By Laura Hogg — One of many Green blogs on SmartLivingNetwork.com
It’s been a few years since the last truly revolutionary change in bicycle design. And by “a few,” I mean “127.” But why would we need a change? Bikes are already sleek, eco-friendly, and – as far as transportation goes – relatively cheap. So what’s there to improve upon?
According to Israeli inventor Izhar Gafni – just about everything.
Gafni’s new bicycle, the Alfa, is stronger than carbon fiber. It’s maintenance free. It’s lightweight. It’s sustainable. And it’s cheap: it can be manufactured for roughly $9 and could potentially be sold for just double that.
Oh, and it’s made of cardboard.
Yes, you read that right. Engineers told Gafni that his idea was impossible, but by utilizing the principles of origami, he was able to construct a bike that can support up to 485 pounds with its svelte 20-pound frame. “You fold [paper] once, and it’s not just twice the strength – it’s three times the strength,” he points out. And unlike clothing made from kombucha tea, you wouldn’t have to worry about this eco-friendly creation falling apart in the rain. Once the frame is built, it’s treated with a secret organic formula that makes it waterproof and fireproof. Gafni even dunked one in a water tank for months – and it retained its shape.
"I'm repeatedly surprised at just how strong this material is. It is amazing,” says Gafni. “Once we are ready to go to production, the bike will have no metal parts at all.”
Okay, so the engineers were wrong – he succeeded in making a rideable cardboard bicycle. But this isn’t just a fun new toy for hipsters and collectors of oddities? After all, just because you can make a bike out of cardboard doesn’t mean you should, right?
Wrong.

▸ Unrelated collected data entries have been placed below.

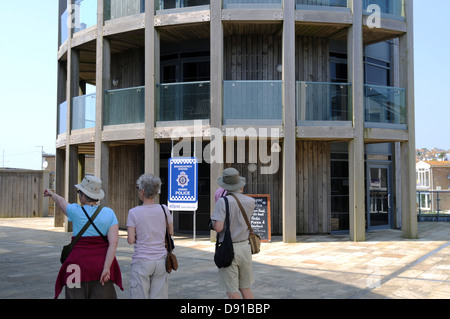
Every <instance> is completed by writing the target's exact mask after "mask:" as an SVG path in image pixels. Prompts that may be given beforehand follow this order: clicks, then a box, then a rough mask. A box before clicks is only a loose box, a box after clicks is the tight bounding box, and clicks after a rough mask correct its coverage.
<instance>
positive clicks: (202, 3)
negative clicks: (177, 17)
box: [155, 0, 210, 14]
mask: <svg viewBox="0 0 450 319" xmlns="http://www.w3.org/2000/svg"><path fill="white" fill-rule="evenodd" d="M209 3H210V0H159V2H158V1H155V6H157V7H156V14H161V13H165V14H167V13H176V12H185V11H194V10H196V11H198V10H209Z"/></svg>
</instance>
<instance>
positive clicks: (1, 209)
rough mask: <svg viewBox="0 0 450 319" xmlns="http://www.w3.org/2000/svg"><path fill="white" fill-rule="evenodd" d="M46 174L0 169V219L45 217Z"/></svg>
mask: <svg viewBox="0 0 450 319" xmlns="http://www.w3.org/2000/svg"><path fill="white" fill-rule="evenodd" d="M43 193H44V172H43V171H32V170H17V169H0V218H24V217H43V215H44V213H43V211H44V209H43V203H44V197H43Z"/></svg>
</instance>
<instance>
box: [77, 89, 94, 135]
mask: <svg viewBox="0 0 450 319" xmlns="http://www.w3.org/2000/svg"><path fill="white" fill-rule="evenodd" d="M95 104H96V95H95V93H92V94H87V95H83V96H77V97H74V98H73V103H72V130H80V129H85V128H90V127H95Z"/></svg>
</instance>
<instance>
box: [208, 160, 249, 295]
mask: <svg viewBox="0 0 450 319" xmlns="http://www.w3.org/2000/svg"><path fill="white" fill-rule="evenodd" d="M217 183H218V184H219V186H220V187H222V188H223V189H225V190H226V191H227V195H226V197H227V199H228V202H229V216H230V232H231V239H232V241H233V248H234V259H233V262H232V264H231V265H230V266H229V267H226V268H220V269H219V277H220V286H221V288H222V289H224V290H225V291H226V293H227V296H228V297H229V298H230V299H239V298H241V296H242V297H243V298H244V299H253V293H252V291H251V286H252V284H253V282H254V279H253V268H252V251H251V248H250V244H249V241H248V236H249V230H248V227H247V224H246V222H245V219H244V216H243V215H242V212H241V210H240V208H239V206H238V203H237V202H236V200H235V198H234V197H233V196H229V195H231V194H233V195H234V196H236V198H237V199H238V200H239V201H240V202H241V204H242V207H243V208H244V210H245V214H247V217H248V219H249V220H250V218H251V216H252V213H253V210H254V208H255V200H254V199H253V198H251V197H249V196H245V195H243V194H242V190H243V188H244V186H245V183H246V180H245V178H244V177H240V176H239V172H238V171H237V170H236V169H234V168H227V169H225V170H224V171H223V174H222V177H220V178H219V179H218V181H217ZM225 215H226V211H225V200H224V198H223V197H222V198H219V199H218V200H217V203H216V206H215V207H214V211H213V214H212V216H211V219H212V226H213V228H214V230H215V231H216V232H218V233H219V241H222V240H223V235H224V234H223V233H222V232H223V230H224V224H225Z"/></svg>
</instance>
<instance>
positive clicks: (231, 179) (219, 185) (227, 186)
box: [217, 167, 246, 192]
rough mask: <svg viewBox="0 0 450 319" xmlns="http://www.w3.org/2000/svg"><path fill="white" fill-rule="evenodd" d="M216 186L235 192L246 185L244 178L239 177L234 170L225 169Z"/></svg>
mask: <svg viewBox="0 0 450 319" xmlns="http://www.w3.org/2000/svg"><path fill="white" fill-rule="evenodd" d="M217 184H219V186H220V187H222V188H223V189H226V190H227V191H231V192H233V191H237V190H238V189H241V188H242V187H244V186H245V184H246V179H245V177H241V176H239V172H238V171H237V169H235V168H232V167H230V168H227V169H225V170H224V171H223V173H222V177H219V179H218V180H217Z"/></svg>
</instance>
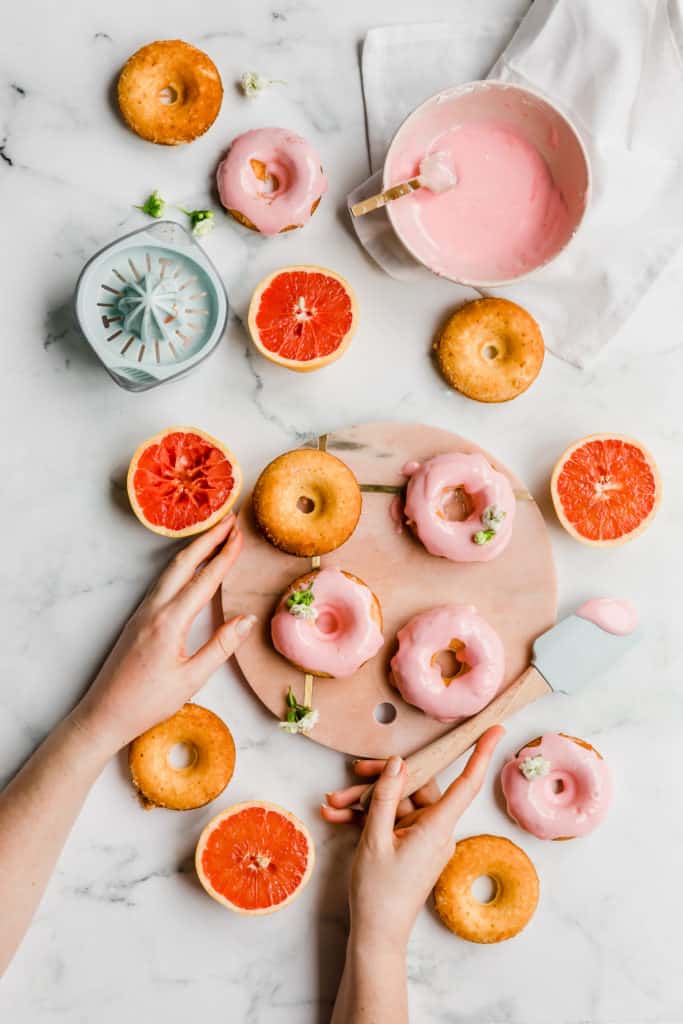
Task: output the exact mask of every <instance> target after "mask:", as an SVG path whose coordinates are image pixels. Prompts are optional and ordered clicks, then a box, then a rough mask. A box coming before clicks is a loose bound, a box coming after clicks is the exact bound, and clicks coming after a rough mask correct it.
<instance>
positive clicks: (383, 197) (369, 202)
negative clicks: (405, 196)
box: [351, 178, 420, 217]
mask: <svg viewBox="0 0 683 1024" xmlns="http://www.w3.org/2000/svg"><path fill="white" fill-rule="evenodd" d="M416 188H420V178H411V180H410V181H401V182H400V184H397V185H392V186H391V188H385V189H384V191H383V193H378V194H377V196H370V197H369V198H368V199H361V200H360V201H359V202H358V203H354V204H353V206H352V207H351V213H352V214H353V216H354V217H365V215H366V214H367V213H372V211H373V210H379V208H380V207H381V206H386V205H387V203H390V202H391V201H392V200H394V199H400V197H401V196H408V194H409V193H412V191H415V189H416Z"/></svg>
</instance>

Though it very well may become a hit with the aforementioned hipsters, the Alfa also has the potential to make a meaningful difference in third-world countries.
Gafni, an expert in designing mass-production lines, has come up with a manufacturing plan that is largely automated, requiring a very small workforce. That small workforce would be made up of people otherwise difficult to employ, such as pensioners and the disabled. And perhaps most importantly, due to their use of recycled materials, Alfa manufacturers would receive government grants that would completely cancel out the production costs.
In other words, in places that need them the most, these bikes could be given away for free.
From our perspective, living in a first-world country, it’s difficult to conceptualize just how revolutionary this could be. In one fell swoop, this bike could mobilize entire poverty-stricken regions with a mode of transport that’s cheap, sustainable, and eco friendly. That’s no mean feat, considering that traveling by bike is vastly more efficient than traveling by foot.
Though it may have sounded like hyperbole at first, it seems that the Alfa has earned its praise as a “game changer” and “an idea that could change the world.” Not bad for an idea that was deemed “crazy” at its inception.
If you ask me, that’s a “crazy” we could all use a little bit more of.